I wish there was some service where I could pay for a highly-available on-demand hardware on a minute to minute basis rather than hourly.

So my questions are the following:

  • How would you recommend solving this problem?

  • Is there a good EC2 instance managing solution that could sit on top of Amazon SWF and help me load balance and terminate idle workers?

  • Would spot-request bids solve my problem or are they more suited to tasks which don't necessarily need to be completed right away?

2
If it is possible to implement your MCMC in Python, you could use Google App Engine. App Engine billing is mostly based on resources your application actually uses, instead of EC2's instance renting.jthetzel
Unfortunately, I'm pretty stuck on R... it handles most of the heavy lifting and the guys I'm working with are math people, not programmers, so it would fall to me to maintain it.mikegreiling
There is also the renjin project, which aims to be a JVM R interpreter. Eventually, you should be able to use it to run R on a Java App Engine, but I don't know how stable it is at the moment.jthetzel
Is it possible for you to prepare them in advance?

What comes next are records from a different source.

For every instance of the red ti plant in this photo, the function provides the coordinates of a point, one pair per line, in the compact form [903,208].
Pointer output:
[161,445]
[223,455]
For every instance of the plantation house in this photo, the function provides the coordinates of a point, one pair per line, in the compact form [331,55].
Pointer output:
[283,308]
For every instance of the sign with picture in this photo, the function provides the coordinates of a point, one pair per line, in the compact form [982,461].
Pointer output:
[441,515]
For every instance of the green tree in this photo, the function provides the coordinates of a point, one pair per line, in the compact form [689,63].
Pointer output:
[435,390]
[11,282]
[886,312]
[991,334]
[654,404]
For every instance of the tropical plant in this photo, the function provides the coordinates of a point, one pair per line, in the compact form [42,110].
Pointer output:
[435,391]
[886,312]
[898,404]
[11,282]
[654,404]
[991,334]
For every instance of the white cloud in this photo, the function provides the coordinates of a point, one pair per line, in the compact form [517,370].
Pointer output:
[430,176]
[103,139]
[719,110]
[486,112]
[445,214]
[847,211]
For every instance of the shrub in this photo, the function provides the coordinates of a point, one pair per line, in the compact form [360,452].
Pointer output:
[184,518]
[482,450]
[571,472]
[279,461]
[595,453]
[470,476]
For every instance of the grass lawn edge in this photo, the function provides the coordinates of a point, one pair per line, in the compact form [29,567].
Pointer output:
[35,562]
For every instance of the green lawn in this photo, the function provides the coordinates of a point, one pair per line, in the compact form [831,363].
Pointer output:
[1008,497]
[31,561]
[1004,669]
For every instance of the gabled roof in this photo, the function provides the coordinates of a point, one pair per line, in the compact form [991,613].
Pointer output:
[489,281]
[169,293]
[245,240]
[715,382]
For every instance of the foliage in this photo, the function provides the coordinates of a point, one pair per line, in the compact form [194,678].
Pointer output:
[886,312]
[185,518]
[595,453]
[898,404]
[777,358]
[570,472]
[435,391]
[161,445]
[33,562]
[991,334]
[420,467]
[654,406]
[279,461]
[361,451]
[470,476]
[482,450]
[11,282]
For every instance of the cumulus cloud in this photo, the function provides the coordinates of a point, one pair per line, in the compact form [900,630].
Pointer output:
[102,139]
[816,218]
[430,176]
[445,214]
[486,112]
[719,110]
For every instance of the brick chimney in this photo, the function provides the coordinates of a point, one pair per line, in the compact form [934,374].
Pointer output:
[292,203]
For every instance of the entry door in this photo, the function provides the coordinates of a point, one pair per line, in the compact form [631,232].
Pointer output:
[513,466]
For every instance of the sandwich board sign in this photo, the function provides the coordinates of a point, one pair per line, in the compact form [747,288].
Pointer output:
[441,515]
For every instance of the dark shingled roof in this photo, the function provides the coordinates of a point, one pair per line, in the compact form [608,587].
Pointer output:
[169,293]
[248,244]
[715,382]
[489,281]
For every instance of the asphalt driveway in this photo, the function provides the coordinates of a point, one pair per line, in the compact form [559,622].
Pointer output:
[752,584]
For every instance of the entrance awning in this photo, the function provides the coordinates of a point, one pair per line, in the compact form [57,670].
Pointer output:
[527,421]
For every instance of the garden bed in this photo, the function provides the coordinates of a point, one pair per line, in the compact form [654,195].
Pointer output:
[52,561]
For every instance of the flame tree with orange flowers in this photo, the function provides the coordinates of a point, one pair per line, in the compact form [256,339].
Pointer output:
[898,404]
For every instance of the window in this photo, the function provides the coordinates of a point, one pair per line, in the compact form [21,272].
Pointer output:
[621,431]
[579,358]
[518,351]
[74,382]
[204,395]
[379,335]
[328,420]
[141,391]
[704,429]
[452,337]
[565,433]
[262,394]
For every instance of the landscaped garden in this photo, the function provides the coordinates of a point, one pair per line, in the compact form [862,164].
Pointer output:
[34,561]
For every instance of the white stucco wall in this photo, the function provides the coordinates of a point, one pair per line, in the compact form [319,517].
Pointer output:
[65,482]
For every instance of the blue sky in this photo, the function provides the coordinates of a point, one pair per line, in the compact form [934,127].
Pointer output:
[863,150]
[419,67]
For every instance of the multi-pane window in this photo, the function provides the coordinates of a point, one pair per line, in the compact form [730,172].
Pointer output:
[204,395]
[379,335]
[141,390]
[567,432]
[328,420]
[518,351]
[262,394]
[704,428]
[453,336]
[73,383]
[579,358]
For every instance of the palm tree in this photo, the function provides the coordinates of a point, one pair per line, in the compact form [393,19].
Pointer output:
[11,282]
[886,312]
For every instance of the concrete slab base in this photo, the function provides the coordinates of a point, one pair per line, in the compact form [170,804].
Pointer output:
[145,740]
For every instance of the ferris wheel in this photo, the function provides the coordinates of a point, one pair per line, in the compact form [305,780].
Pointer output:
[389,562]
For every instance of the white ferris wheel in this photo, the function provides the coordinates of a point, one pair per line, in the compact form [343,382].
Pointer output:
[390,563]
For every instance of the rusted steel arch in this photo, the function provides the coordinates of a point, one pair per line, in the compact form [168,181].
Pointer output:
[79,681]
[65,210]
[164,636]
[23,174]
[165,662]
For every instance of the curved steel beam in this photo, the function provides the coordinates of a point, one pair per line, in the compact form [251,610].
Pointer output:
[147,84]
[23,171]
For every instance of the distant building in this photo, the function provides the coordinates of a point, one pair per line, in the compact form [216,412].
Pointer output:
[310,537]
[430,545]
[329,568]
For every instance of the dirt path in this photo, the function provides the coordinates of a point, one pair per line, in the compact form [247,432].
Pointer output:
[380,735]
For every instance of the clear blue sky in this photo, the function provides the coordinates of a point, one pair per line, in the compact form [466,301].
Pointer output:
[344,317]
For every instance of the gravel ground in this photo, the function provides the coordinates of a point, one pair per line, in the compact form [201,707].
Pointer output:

Rather than on demand? (ie, scheduled release times of a battery of options)?Brandon Bertelsen
Unfortunately, no. The way the application works is the user will enter all of their data for their latest calculation in the Markov chain, submit a form, and expect a result. I could always give them a message saying check back in 15 minutes, but I was hoping for something more immediate. I suppose I could analyze times during the day where the service is utilized heavily and schedule uptime for the worker instance around that, but it's usage is fairly unpredictable and sporadic.mikegreiling

2 Answers

4
votes

There's another option that you may not be aware of. I actually just stumbled upon it: http://multyvac.com

I have no experience using it (so I can't vouch for it), but it looks like the first solution I've seen that actually offers true "utility computing". It began with just Python but now supports any language.

4
votes

I wish there was some service where I could pay for a highly-available on-demand hardware on a minute to minute basis rather than hourly.

That service is AWS Lambda, which wasn't available when you asked the question:

Lambda runs your code on high-availability compute infrastructure and performs all the administration of the compute resources, including server and operating system maintenance, capacity provisioning and automatic scaling

Pricing:

You are charged based on the number of requests for your functions and the time your code executes

Duration is calculated from the time your code begins executing until it returns or otherwise terminates, rounded up to the nearest 100ms.

The Lambda free tier includes 1M free requests per month and 400,000 GB-seconds of compute time per month.

You can also wrap a Lambda function with an HTTP endpoint, possibly removing this layer from your application:

You can invoke a Lambda function over HTTPS by defining a custom RESTful API using Amazon API Gateway. This gives you an endpoint for your function which can respond to REST calls like GET, PUT and POST. Read more about using AWS Lambda with Amazon API Gateway.

Caveat: Lambda currently supports only JavaScript, Java, and Python, so I'm not sure how you would get R to work. You may need to host R in one of these runtimes.